«… Concerne esta alegada
multiplicidade não apenas a possibilidade de identificar as coordenadas
estéticas por que se norteia a produção literária de João Aguiar, os caminhos
da História e das Estórias. Diz outrossim respeito ao modo como, no grupo dos
romances de temática histórica, o autor entretece dados históricos com
elementos ficcionais; e como, nas narrativas de ficção, a sua capacidade
imaginativa, aparece, por vezes, travestida por cores fantásticas, feéricas (O Homem Sem Nome); por
laivos de realidade vivida ou sabida por outrem (O Canto dos Fantasmas); por características das
narrativas policiais (Os Comedores de
Pérolas); ou ainda ancorada no folclore popular e na
realidade portuguesa (A
Encomendação das Almas e Navegador Solitário). Da intromissão de elementos
ficcionais na tessitura narrativa de carácter histórico, dá-nos João Aguiar
conta na Advertência Prévia ao primeiro dos seus romances - A Voz dos Deuses,
e igualmente válida, lato sensu,
para os romances A Hora de Sertório e O Trono do Altíssimo: Boa,
má ou simplesmente medíocre, A Voz dos Deuses é uma obra de ficção e não
um ensaio histórico rigoroso. No entanto, estou sinceramente persuadido de que
o Viriato que os leitores encontrarão nestas páginas está mais próximo do
Viriato histórico e verdadeiro que a tradicional imagem do rude pastor dos
Hermínios bravamente entrincheirado na sua cava, em Viseu; mesmo porque Viriato
não nasceu nos Hermínios (...) a Cava é uma fortificação que nada tem a
ver com o chefe lusitano. Entretanto, e parafraseando Eça de Queirós (...), foi
necessário lançar sobre a nudez forte de uma verdade histórica insuficiente o
manto diáfano de uma fantasia plausível ou, pelo menos, aceitável.(...)

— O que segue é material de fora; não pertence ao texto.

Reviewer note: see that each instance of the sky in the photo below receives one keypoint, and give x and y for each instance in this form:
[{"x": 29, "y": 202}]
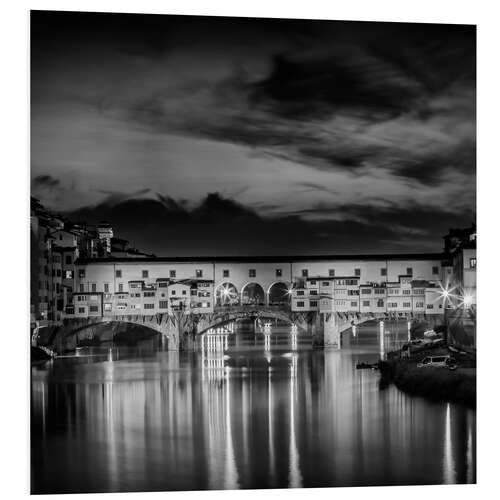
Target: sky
[{"x": 239, "y": 136}]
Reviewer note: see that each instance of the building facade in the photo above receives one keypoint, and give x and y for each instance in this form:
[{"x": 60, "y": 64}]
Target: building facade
[{"x": 370, "y": 284}]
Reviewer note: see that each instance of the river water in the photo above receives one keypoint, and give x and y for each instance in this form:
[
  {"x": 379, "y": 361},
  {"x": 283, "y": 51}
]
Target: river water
[{"x": 247, "y": 411}]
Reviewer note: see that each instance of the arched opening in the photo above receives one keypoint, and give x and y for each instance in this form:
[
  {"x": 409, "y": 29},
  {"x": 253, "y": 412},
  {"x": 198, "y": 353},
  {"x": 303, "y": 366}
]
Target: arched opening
[
  {"x": 279, "y": 294},
  {"x": 226, "y": 295},
  {"x": 253, "y": 294}
]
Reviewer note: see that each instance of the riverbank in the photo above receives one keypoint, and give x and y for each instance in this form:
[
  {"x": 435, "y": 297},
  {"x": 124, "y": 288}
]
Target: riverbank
[{"x": 438, "y": 384}]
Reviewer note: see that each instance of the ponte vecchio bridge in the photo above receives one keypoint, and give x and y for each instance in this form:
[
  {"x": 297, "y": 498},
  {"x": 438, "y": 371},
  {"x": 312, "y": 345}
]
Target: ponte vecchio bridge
[{"x": 180, "y": 298}]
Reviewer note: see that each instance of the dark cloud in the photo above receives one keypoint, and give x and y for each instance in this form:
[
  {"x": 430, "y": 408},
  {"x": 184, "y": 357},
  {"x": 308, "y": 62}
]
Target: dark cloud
[
  {"x": 45, "y": 181},
  {"x": 382, "y": 114},
  {"x": 221, "y": 226}
]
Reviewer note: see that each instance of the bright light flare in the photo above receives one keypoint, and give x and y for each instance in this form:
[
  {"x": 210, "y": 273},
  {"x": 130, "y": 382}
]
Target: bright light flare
[{"x": 468, "y": 300}]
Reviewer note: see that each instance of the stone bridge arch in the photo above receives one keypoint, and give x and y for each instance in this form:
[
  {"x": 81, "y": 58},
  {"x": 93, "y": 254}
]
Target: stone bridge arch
[
  {"x": 279, "y": 293},
  {"x": 253, "y": 293},
  {"x": 222, "y": 316},
  {"x": 171, "y": 328}
]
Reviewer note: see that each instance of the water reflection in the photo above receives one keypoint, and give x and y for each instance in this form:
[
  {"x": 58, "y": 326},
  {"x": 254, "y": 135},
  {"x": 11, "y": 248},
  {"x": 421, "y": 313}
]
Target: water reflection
[{"x": 245, "y": 411}]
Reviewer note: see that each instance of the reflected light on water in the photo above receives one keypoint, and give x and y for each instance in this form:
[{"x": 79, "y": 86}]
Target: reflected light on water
[
  {"x": 152, "y": 420},
  {"x": 448, "y": 463}
]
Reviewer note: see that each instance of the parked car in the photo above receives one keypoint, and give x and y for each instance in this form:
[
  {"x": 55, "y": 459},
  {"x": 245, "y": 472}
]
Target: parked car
[{"x": 438, "y": 361}]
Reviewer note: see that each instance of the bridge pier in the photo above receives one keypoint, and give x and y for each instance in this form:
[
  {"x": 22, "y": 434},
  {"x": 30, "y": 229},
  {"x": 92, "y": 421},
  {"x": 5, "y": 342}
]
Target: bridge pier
[{"x": 325, "y": 330}]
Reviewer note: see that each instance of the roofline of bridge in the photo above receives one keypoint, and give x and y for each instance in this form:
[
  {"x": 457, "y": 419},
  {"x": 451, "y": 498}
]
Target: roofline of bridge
[{"x": 265, "y": 258}]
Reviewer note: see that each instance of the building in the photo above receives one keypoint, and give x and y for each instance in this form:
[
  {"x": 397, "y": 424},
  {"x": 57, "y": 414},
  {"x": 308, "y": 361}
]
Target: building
[
  {"x": 371, "y": 284},
  {"x": 461, "y": 287}
]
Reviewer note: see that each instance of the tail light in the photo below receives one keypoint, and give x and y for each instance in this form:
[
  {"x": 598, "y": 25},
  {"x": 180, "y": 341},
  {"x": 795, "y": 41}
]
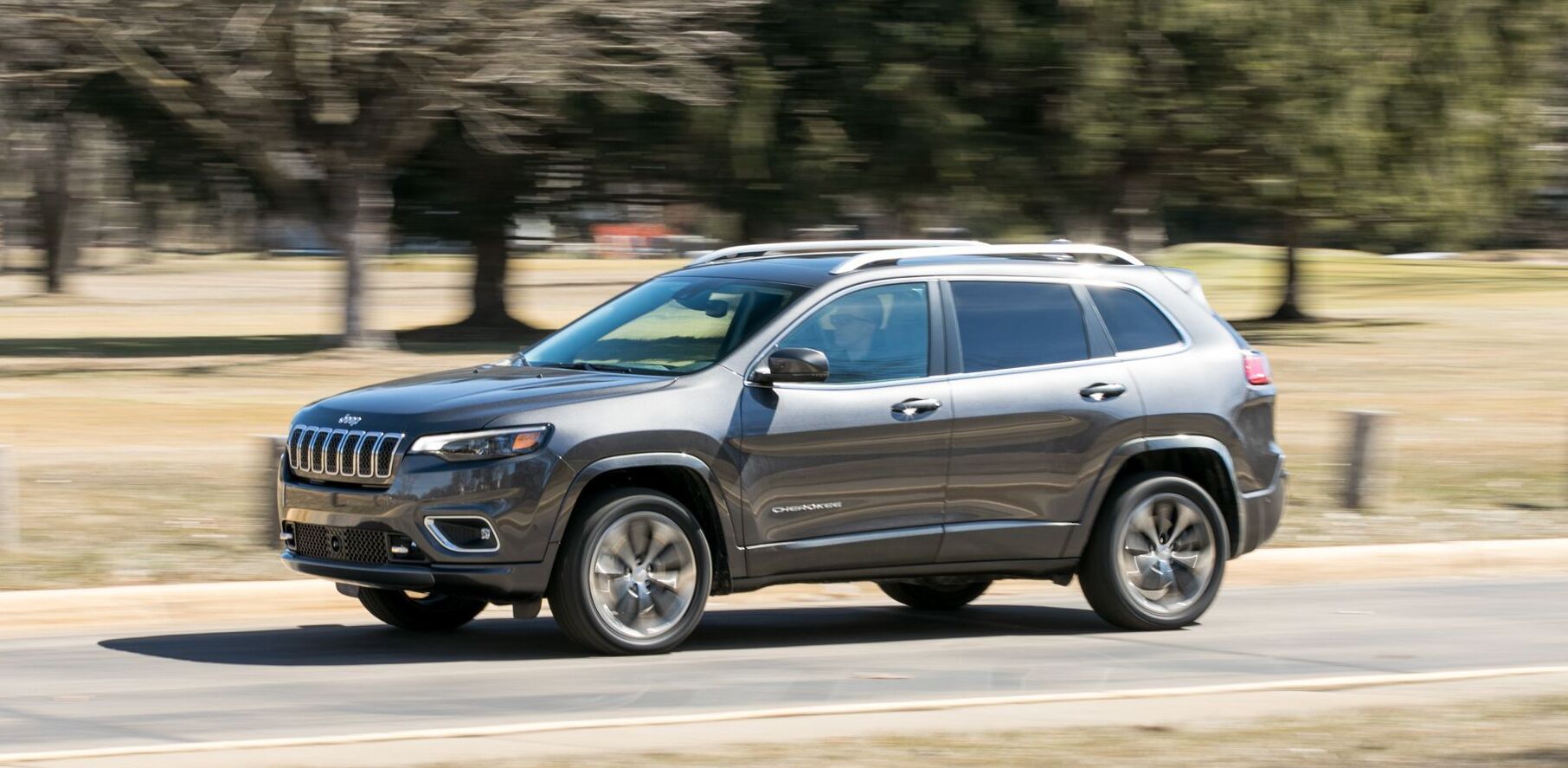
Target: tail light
[{"x": 1256, "y": 367}]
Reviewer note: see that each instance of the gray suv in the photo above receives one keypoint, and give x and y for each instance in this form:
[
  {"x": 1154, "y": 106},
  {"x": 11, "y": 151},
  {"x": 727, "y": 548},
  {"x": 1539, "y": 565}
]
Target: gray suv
[{"x": 930, "y": 416}]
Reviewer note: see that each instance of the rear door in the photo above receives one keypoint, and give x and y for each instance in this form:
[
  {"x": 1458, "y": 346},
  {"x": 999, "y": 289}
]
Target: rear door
[
  {"x": 849, "y": 474},
  {"x": 1040, "y": 402}
]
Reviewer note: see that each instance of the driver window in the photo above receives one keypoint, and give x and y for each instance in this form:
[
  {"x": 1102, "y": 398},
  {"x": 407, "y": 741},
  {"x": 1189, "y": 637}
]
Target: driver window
[{"x": 872, "y": 334}]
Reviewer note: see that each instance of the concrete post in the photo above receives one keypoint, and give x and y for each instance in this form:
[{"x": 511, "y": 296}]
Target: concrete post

É, pois, de acordo com este jogo
entre História e ficção, cujas regras tacitamente se acordam com o leitor, que
João Aguiar recua aos mais remotos tempos de Viriato, de Sertório e de
Prisciliano. Destes, e da época era que se movimentam, aproveita, por um lado,
alguns aspectos históricos, oficialmente tornados verdadeiros por todos os que,
em diferentes espaços e tempos, foram investidos do poder de fazer crónica do
passado. Por outro, o que o autor leva a cabo mais não é do que a consecução da
noção Ingardiana de preenchimento de pontos de indeterminação provocados,
e permitidos, pela pretensa objectividade dos relatos históricos ortodoxamente
científicos, deste modo construindo verdades internas da ficção, tão didácticas
e úteis como as verdades oficiais. O que John Woods designa por modalidades
mistas de existência ocorre em A Voz
dos Deuses, A Hora de Sertório e O Trono do Altíssimo, não apenas
pela convivência no universo narrado de personagens, acontecimentos e lugares
aceites como históricos, com personagens, acontecimentos e espaços ficcionais,
mas também, e essencialmente, pelo facto de em cada uma dessas categorias
coexistirem as duas linhas de força: a histórica e a ficcional.
Desta feita, por exemplo,
coexistem em A Voz dos Deuses personagens, acontecimentos, tradições e
modos de vida reais, Viriato, Sérvio Galba (governador da província Ulterior),
Lúculo (governador da Citerior), Caio
Vetílio, responsável pela corrupção de Audax, Ditalco e Minuro, assassinos do
chefe lusitano, com personagens e acontecimentos fictícios, mas não
inverosímeis, caso de Tongio, companheiro de Viriato e futuro sacerdote do
templo de Endovélico; caso dos oráculos de Baikor e da Serra da Lua, cuja
descrição, entre muitas outras, activa esquemas cognitivos conformes ao que o
leitor julga ter sido o estado das coisas da época em causa. Cite-se, a título
de ilustração, e no que diz respeito ao mundo das crenças, uma breve passagem
alusiva à profecia da Serra da Lua: Relanceei
um olhar alarmado à nossa volta e nesse instante ouvi uma espécie de silvo,
como se fosse uma cobra, e logo a seguir a voz soou de novo, e saía da boca de Arduno,
mas não era ele que falava nem era a sua voz; parecia a de uma mulher, embora o
som fosse grave e a articulação dura e enérgica. - Tongio, filho de Tongétamo. Porque
fazes perguntas sobre o destino se os deuses já te disseram o que podias ouvir?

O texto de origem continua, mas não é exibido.